C’est pourquoi, en dépit des suspicions et des griefs contre la France, dans l’intérêt de la paix dans le Grand-Sahel, il serait judicieux d’aplanir les divergences et de faire front contre l’ennemi commun qui ne se gênerait pas pour profiter d’un cafouillage sécuritaire. Devant cette triste réalité, il est clair que Emmanuel Macron, le successeur de François Hollande ne prend pas en compte l’ampleur de la situation actuelle et des enjeux non seulement sécuritaires mais aussi socioéconomiques qui vont au-delà du Grand-Sahel. Alors, la situation qui se présente aux alliés contre le terrorisme dépasse largement les réactions émotives des uns et des autres pour ou contre le coup d’Etat au Mali. Car, l’ennemi n’a que faire de qui est au pouvoir. Qu’il s’agisse de IBK, de Goïta ou qui sais-je encore, il mettra tout en œuvre pour frapper et le lourd tribut, ce sont généralement les pauvres populations qui le paient.

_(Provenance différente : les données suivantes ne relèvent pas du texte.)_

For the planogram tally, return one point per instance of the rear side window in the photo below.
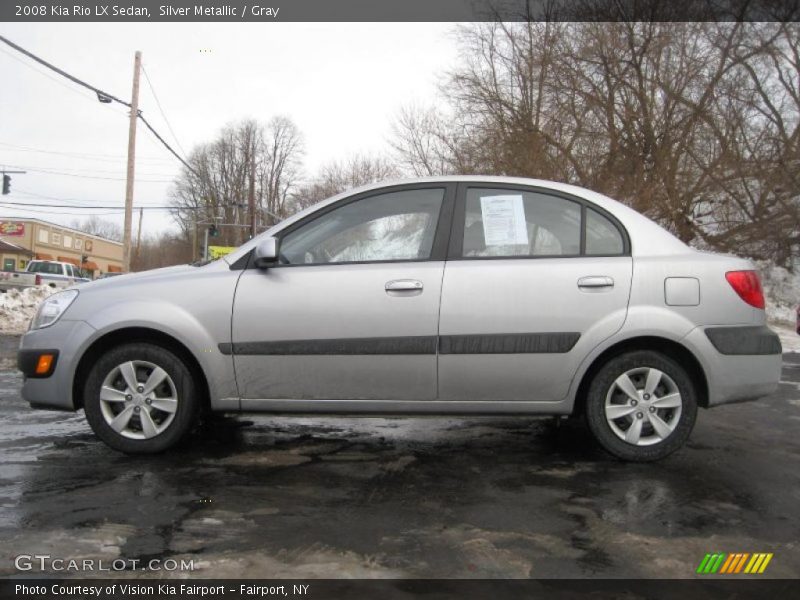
(602, 236)
(501, 222)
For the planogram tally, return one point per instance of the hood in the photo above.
(151, 276)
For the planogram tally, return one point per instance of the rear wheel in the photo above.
(641, 406)
(140, 399)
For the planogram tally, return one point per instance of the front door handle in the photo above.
(596, 281)
(403, 285)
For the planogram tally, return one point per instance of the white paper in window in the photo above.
(504, 220)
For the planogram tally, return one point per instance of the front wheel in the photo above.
(140, 399)
(641, 406)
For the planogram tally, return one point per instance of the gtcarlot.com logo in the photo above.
(732, 564)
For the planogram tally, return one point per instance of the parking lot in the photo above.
(262, 496)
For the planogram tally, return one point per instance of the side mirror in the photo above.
(266, 253)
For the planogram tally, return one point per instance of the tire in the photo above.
(657, 421)
(172, 408)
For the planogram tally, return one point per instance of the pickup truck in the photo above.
(18, 279)
(55, 274)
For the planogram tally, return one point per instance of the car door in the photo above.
(351, 310)
(534, 280)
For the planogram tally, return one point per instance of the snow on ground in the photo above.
(782, 292)
(790, 340)
(17, 308)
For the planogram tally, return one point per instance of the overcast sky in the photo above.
(341, 83)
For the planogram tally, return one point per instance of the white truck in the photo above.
(18, 280)
(55, 274)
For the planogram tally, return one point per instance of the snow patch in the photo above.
(17, 308)
(781, 291)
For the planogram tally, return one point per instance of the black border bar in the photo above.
(705, 588)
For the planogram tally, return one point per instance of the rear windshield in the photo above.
(49, 268)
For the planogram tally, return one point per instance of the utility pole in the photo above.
(251, 197)
(126, 239)
(139, 235)
(194, 236)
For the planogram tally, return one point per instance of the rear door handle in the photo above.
(596, 281)
(403, 285)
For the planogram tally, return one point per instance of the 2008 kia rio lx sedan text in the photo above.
(457, 295)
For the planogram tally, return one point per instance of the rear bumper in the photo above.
(740, 363)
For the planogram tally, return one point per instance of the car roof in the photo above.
(646, 236)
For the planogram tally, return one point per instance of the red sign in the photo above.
(12, 228)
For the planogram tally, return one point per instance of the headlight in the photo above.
(52, 308)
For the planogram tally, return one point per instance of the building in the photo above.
(22, 240)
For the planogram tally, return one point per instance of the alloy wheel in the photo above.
(643, 406)
(138, 399)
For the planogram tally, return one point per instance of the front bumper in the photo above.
(740, 363)
(68, 339)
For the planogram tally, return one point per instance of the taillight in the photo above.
(748, 286)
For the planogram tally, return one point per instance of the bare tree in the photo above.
(339, 176)
(694, 124)
(217, 187)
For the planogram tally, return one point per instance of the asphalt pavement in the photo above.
(300, 497)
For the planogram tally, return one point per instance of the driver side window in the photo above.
(392, 226)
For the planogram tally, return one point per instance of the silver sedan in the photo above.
(454, 295)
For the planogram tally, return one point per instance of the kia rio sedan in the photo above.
(454, 295)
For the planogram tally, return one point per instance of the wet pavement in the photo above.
(261, 496)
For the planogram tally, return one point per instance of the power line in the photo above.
(101, 95)
(51, 78)
(74, 200)
(86, 155)
(166, 145)
(33, 210)
(91, 171)
(53, 172)
(115, 208)
(161, 109)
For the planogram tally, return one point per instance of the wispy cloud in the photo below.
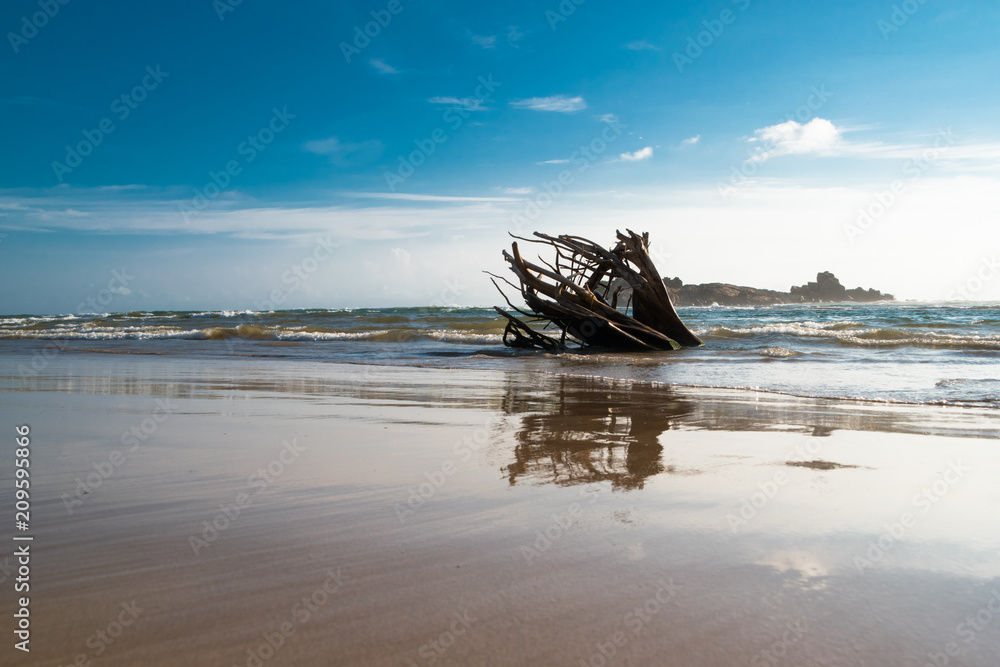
(383, 67)
(641, 45)
(345, 153)
(414, 197)
(818, 136)
(464, 103)
(637, 156)
(557, 103)
(486, 42)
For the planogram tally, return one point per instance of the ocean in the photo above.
(921, 353)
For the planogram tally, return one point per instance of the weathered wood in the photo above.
(573, 294)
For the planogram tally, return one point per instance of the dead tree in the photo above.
(595, 296)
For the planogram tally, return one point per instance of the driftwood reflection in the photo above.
(583, 430)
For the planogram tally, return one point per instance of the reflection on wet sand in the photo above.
(580, 431)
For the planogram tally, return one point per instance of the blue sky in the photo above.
(216, 153)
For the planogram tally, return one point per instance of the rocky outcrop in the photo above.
(826, 289)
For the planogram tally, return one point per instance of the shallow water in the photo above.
(898, 352)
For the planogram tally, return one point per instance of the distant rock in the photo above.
(826, 289)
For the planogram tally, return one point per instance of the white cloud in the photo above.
(818, 136)
(641, 45)
(344, 154)
(486, 42)
(464, 103)
(383, 67)
(557, 103)
(641, 154)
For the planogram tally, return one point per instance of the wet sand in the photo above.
(258, 511)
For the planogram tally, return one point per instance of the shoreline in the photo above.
(527, 515)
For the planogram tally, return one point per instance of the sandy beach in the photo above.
(246, 511)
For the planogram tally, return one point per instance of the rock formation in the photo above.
(826, 289)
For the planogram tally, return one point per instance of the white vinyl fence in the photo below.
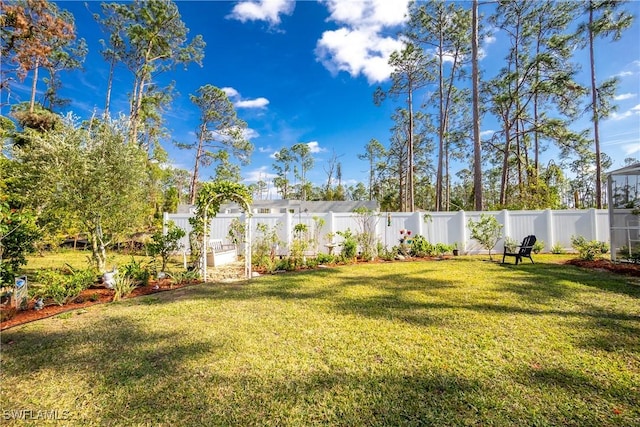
(553, 227)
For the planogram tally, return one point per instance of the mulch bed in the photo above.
(605, 264)
(88, 297)
(101, 295)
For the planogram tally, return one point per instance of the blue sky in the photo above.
(306, 71)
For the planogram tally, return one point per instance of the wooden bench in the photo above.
(221, 254)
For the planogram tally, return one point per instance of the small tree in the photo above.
(487, 231)
(163, 245)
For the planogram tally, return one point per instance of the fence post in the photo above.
(594, 223)
(165, 222)
(550, 230)
(419, 230)
(507, 226)
(288, 229)
(463, 231)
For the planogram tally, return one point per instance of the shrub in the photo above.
(588, 251)
(538, 246)
(510, 244)
(123, 286)
(323, 258)
(366, 236)
(389, 254)
(185, 276)
(264, 247)
(420, 247)
(486, 231)
(62, 288)
(136, 272)
(440, 249)
(163, 245)
(349, 246)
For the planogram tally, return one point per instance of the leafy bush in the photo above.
(264, 247)
(486, 231)
(323, 258)
(420, 247)
(136, 271)
(123, 286)
(185, 276)
(510, 244)
(440, 249)
(163, 245)
(236, 232)
(299, 245)
(62, 287)
(538, 246)
(389, 254)
(349, 246)
(588, 251)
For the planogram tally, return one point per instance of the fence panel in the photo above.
(553, 227)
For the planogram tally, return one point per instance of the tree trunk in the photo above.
(107, 104)
(410, 189)
(32, 102)
(98, 251)
(505, 164)
(196, 167)
(477, 147)
(594, 101)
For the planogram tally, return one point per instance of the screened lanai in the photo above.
(624, 213)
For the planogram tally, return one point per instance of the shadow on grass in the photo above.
(144, 377)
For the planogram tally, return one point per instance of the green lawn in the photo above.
(455, 342)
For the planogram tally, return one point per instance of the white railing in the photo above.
(553, 227)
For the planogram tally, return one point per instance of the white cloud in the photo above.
(250, 134)
(231, 92)
(359, 51)
(359, 13)
(314, 147)
(624, 96)
(252, 103)
(631, 149)
(358, 46)
(260, 174)
(635, 111)
(262, 10)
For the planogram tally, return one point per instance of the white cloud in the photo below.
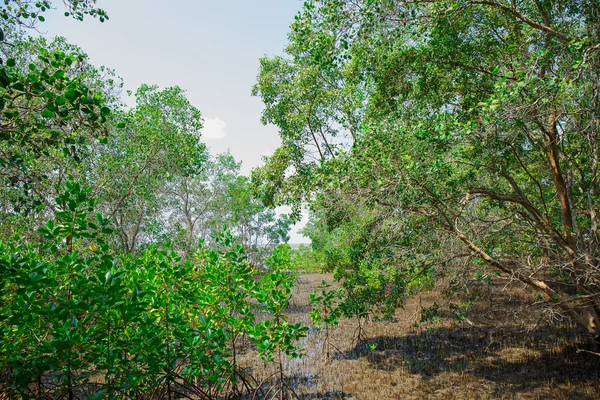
(214, 128)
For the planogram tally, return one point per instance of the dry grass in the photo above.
(446, 360)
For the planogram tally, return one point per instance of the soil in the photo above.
(502, 351)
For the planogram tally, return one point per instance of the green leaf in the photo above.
(47, 113)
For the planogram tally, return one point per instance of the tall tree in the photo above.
(477, 120)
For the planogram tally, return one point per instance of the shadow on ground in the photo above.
(523, 361)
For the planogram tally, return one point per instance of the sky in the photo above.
(211, 49)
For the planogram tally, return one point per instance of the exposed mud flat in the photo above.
(516, 358)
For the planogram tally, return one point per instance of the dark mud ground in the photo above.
(503, 353)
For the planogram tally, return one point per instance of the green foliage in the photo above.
(147, 321)
(431, 138)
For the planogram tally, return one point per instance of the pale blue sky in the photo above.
(208, 48)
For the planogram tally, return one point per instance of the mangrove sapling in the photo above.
(325, 312)
(276, 336)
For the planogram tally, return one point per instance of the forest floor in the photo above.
(491, 357)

Au Bénin, redoubler de vigilance !
Aujourd’hui, avec le vide que laisse derrière elle la France sur le plan de la lutte contre le terrorisme dans le Grand-Sahel, ce sont des États comme le Mali, le Niger, le Burkina et plus encore le Benin et le Togo qui, malheureusement, se retrouvent presque face à face avec des individus sur lesquels la civilisation n’a plus prise. En témoigne, la dernière horreur signée d’eux au Burkina-Faso. Cela suppose que dans la quête d’une victoire contre les djihadistes, aucune place ne doit être laissée aux réactions émotives et aux intérêts égoïstes. C’est donc une erreur qu’au vu de la situation au Mali, le président français Emmanuel Macron s’emporte et retire ses troupes. Le mieux à faire, c’est d’apprendre de ses erreurs, de poser les vrais problèmes et ensemble, réfléchir à trouver des solutions idoines à la crise et, au plus vite, circonscrire le mal. Sinon, ne soyons pas surpris qu’à l’allure où vont les choses, le pire n’advienne. Déjà, imaginons que les armées de nos différents pays à l’instar du Bénin et du Togo soient laissées à elles-mêmes. Il va sans dire qu’elles auront d’énormes difficultés à triompher face à une guerre asymétrique.
De toutes les façons, un petit regard dans le rétroviseur et, il est facile de se rendre compte que si nous prenons le Benin, en dehors du 16 janvier 1977, nos troupes n’ont engrangé aucune autre vraie expérience. Au Togo, ce n’est presque jamais arrivé à l’armée de réellement tester sa capacité à défendre ses positions. Si leurs premières expériences seront contre les fous de Dieu, ça craint vraiment. En définitive, nos Chefs d’Etat notamment les présidents Patrice Talon et Faure Gnassingbé ne doivent pas continuer de détourner le regard sur ce qui se passe en matière sécuritaire dans les pays voisins. Sans aucun doute, le Burkina a, à un moment ou un autre, failli en matière de sécurisation de son territoire. Au Bénin, pour ce qui nous concerne, sachons que nous ne serons pas l’objet d’une éternelle exception. Et donc, aidons davantage les autres dans la réflexion à contrer les djihadistes mais en plus, anticipons sur toute éventualité. Avec les fous de Dieu, il vaut mieux ne pas se faire surprendre.